Your headline made me think of 3cV which came out about 3 years ago - (3)PAR storage, HP (c) class blades, and (V)mware.
http://www.3par.com/news_events/press_releases/20071210.html
"Validated Blueprint of 3PAR, HP, and VMware Products Can Halve Costs and Floor Space"
course it was less "official" from HP's and vmware's standpoint I'm sure..
Only thing missing is better networking, I'll take HP Flex10 over cisco any day of the week but would like something even more powerful and easy to use..
It was funny, in the heat of the bidding war between HP and Dell for 3PAR, 3PAR came out an tossed out a press release for another customer signing onto the 3cV bandwagon during VMworld. I know it was coincidental but I can't help but wonder what the Dell execs were thinking when they saw that and knew they had nothing to compete against the c-Class with.
Posted by: nate | November 04, 2010 at 07:43 PM
@Nate... I think the point Chuck is making is that where the true test comes is in sales, services and support execution and, even when all of the components are well engineered, a failure in those areas can break a solution.
History if rife with examples like 3Par and there are a ton today. They are all historical footnotes, for the most part, because, as Chuck points out, they were CEO level strategy with funding and conceptual agreement, but little or no follow through, and metrics alignment, at execution.

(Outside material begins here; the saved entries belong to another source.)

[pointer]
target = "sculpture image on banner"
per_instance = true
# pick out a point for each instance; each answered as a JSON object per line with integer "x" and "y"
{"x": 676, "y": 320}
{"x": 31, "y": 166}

AFAIK, VCE is the first time a solution stack has been "legitimized" by the participants at this level of depth in this particular space.
Interesting entry... In the interest of transparency (which I think is a rule on this blog :) ), I recently joined Acadia from "a very large competitor of VMWare", but part of what drove my decision is precisely what Chuck is describing here - the unprecedented amount of skin that Cisco, EMC and VMW are putting into this game.
Posted by: www.facebook.com/profile.php?id=1545193865 | November 05, 2010 at 12:49 PM
I would suggest that the integrated stack approach does make sense. Right now, I would say it's more projection than fact that VBlock is "enormously popular" or that the customers are "legion." With 62 customers "beginning Vblock implementations or have Vblock actually in production" and a 56% growth rate (translation: ~40 ordered over the past year with some in a POC and some in production) it's proof of a young and growing idea. Whether or not EMC can barely keep up with production for this demand, I can't say. But, hype can damage adoption - make this idea a target - so, a dose of humility might help us all until we can see how the market votes. We should check back in a year with a better historical perspective.
As far as the rest of your checklist, a NetApp Flexpod hits the mark. If not a Flexpod, you have Cisco validated blueprints that have been implemented (ie. in production) so both consumption models prove to be effective. NetApp has the resources (e.g. sales force, channel strength and PS). Now it comes down to execution. We'll see. I'll keep my powder dry on whether these are "flying off the shelves" though.
Posted by: Mike Riley | November 15, 2010 at 11:56 AM
Hi Mike (of NetApp?)
Go through the checklist I published. Based on the published information from NetApp, few -- if any -- of the boxes can be checked.
Like I've said before -- reference architectures are a dime a dozen these days. A Vblock is a product you can buy and deploy.
It's not a blueprint of a car -- it's a car.